U.S. consumers are so fed up with rising prices they would rather see the economy shrink than watch their costs get any higher, according to Neel Kashkari, president of the Federal Reserve Bank of Minneapolis.

As a result Kashkari, who has led the organization since January 2016, had some bad news for Wall Street: he doesn’t believe a cut is coming any time soon.

Financiers have been waiting for Jerome Powell to confirm when rates will begin to fall from a more than two-decade high.

Many previously believed that the process would have already begun by this point in the year, but analysts began revising their expectations when CPI data continued to come back sticky.

Indeed, inflation stubbornly stayed at 3.4% in April—exactly the same as it was back in December.

The figure is an improvement when viewed with a longer-term lens; however, when it peaked at 9.1% in June 2022, it still stayed well above the Fed’s 2% target.

While analysts who had hoped to work a cut into their forecasts may be disappointed, Kashkari insists a continued grip on monetary policy is what consumers want to see.

“I have learned that the American people—and maybe people in Europe equally—really hate high inflation.
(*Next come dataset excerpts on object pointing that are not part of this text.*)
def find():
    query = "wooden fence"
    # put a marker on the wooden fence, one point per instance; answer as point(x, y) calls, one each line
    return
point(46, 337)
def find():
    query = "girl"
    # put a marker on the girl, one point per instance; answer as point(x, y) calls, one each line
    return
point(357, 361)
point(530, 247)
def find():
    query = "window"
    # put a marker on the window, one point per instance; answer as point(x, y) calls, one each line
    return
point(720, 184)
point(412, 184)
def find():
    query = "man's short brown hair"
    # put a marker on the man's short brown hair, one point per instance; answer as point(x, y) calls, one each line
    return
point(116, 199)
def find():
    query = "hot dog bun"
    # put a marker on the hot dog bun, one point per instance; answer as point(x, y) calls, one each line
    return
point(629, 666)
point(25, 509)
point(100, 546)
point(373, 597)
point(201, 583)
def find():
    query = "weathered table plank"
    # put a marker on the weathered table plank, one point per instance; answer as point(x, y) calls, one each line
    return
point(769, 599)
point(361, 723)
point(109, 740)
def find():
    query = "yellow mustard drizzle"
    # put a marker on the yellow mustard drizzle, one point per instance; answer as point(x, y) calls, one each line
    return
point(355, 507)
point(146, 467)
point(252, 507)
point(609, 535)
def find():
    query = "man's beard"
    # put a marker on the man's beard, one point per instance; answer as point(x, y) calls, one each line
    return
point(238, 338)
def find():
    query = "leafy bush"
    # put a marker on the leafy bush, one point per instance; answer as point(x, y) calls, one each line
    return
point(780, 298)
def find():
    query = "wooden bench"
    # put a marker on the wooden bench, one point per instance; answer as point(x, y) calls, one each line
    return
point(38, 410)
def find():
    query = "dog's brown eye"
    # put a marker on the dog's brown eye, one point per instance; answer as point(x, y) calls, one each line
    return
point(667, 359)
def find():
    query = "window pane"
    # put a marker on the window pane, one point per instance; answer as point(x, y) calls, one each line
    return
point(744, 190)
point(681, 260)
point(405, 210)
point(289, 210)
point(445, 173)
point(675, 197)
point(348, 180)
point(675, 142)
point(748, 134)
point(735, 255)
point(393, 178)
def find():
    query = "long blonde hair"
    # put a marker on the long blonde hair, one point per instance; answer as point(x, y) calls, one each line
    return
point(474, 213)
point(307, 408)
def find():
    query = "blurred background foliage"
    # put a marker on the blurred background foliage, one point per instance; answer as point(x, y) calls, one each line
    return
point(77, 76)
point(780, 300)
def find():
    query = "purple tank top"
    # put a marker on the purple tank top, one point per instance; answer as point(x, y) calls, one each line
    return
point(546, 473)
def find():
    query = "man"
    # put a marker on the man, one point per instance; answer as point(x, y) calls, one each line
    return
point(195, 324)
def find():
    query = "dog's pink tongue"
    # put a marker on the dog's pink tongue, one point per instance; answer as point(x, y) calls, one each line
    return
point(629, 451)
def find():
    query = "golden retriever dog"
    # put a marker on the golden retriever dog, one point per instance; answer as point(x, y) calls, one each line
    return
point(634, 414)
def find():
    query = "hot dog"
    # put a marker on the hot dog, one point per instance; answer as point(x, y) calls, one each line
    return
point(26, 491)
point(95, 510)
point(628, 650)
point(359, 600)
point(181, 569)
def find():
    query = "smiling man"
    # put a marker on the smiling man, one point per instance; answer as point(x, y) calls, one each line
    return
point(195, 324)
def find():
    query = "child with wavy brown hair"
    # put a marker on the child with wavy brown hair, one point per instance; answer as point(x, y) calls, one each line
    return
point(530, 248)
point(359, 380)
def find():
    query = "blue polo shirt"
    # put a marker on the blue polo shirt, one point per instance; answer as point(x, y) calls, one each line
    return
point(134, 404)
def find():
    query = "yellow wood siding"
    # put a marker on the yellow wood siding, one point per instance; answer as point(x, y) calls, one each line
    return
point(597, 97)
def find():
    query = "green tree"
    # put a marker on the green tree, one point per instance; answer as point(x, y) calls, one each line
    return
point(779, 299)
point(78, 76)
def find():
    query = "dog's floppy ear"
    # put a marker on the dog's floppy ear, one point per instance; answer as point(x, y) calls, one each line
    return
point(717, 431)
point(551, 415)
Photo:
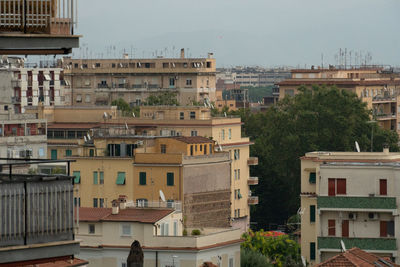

I mean, really viscerally hate high inflation,” he told the Financial Times’s ‘The Economics Show podcast.

Kashkari said that those on the lower end of the income spectrum would rather have a recession than continued inflation, acknowledging that this is the opposite of what many economists would prefer.

He explained that this preference among labor unions is because workers have learned to deal with recessions before and can rely on friends and family for support.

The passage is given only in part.